"We catch our breath and wait."
a prose poem for spring
“Unseasonably” appears in my book Decades: Selected Poems, but I recently made a few small edits to the piece and thought to share it again. Because ‘tis the season.
—JM
Unseasonably
i.
Spring coming in now, in the light, in the scintillated edges when it touches a thing, and returns things—say, the dormant globe thistle, rows of faded gravestones, the ragged sparrow perched on a chain-link fence—to their names.
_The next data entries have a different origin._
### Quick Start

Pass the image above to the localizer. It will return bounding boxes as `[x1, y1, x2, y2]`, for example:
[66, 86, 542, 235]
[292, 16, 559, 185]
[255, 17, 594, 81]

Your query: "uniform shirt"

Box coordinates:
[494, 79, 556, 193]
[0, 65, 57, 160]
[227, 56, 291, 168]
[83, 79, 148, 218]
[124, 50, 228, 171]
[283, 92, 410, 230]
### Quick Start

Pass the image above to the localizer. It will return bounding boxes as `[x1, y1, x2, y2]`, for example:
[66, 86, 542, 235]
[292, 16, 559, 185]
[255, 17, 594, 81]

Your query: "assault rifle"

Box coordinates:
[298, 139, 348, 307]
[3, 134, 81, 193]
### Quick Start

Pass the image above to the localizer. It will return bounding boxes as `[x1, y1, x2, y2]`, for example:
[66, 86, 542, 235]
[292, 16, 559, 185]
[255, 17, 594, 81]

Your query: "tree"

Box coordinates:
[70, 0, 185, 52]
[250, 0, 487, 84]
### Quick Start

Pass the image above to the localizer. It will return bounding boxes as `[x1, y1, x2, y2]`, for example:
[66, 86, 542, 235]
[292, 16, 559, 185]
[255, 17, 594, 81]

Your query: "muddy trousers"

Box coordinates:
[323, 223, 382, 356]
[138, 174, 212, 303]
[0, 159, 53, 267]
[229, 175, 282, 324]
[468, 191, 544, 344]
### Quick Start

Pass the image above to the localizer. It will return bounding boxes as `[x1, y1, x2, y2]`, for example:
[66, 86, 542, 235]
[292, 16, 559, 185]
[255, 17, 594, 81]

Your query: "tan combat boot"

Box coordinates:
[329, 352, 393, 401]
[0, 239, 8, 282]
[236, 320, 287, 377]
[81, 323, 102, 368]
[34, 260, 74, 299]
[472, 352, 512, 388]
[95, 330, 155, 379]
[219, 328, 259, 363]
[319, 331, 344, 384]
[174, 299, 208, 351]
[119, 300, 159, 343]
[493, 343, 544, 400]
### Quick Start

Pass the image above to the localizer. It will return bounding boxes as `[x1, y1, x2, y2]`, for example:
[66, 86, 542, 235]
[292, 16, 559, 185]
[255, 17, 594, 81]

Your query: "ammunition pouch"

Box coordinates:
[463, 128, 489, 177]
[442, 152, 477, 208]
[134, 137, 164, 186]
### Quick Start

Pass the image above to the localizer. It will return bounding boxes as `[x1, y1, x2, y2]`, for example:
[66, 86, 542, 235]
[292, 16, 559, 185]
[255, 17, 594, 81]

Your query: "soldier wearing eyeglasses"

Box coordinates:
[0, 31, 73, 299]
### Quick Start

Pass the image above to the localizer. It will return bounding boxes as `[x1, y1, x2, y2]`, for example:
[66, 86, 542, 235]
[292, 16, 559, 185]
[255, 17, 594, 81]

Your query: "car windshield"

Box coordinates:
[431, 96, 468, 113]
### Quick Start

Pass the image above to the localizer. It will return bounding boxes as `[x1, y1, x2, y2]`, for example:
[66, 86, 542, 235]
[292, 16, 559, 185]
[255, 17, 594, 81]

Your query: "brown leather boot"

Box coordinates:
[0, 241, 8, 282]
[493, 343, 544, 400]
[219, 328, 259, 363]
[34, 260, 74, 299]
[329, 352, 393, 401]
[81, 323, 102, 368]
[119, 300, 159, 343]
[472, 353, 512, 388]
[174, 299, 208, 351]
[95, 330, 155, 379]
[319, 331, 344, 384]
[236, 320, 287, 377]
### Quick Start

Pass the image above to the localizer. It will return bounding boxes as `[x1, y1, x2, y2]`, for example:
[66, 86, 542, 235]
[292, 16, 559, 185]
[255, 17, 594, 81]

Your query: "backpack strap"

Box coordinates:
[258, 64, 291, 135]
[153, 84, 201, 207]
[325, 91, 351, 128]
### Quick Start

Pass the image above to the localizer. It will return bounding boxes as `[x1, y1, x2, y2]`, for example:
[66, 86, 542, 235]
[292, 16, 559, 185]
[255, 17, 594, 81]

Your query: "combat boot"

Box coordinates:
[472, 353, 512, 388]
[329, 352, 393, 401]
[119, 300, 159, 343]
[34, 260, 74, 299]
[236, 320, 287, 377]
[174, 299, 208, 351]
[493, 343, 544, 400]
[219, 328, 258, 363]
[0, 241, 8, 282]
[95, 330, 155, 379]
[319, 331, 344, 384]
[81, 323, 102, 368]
We catch our breath and wait. Tomorrow, snow.
ii.
The delirium of spring: colors emerging, margins blurred. Wind spinning bright shackles over the pond before dispersing into a warped reflection of the sky. In this weather, I walk a half-step beyond my body. In this weather, I practice death. Pale, carbonated light, within which all things from a distance appear to levitate.
iii.
April’s unrecognizable. Each breeze a husk of summer’s bloodlessness. Insects the size of a fist. No, the heart can’t catch up, torn into sepia grief. Every wild and nameless thing mindlessly reaching. I look for you in the blur — a face to anchor my mind in the real.
iv.
Some color returns. Incandescent green horizon. Listen to frogs trill deep in the brush, and know it is spring. A flowering pear tree flickers white through a ragged curtain of rain. A swallow cuts against the current and vanishes. This is the sacrament of the present moment. Time passes through the body and leaves a poem on the tongue.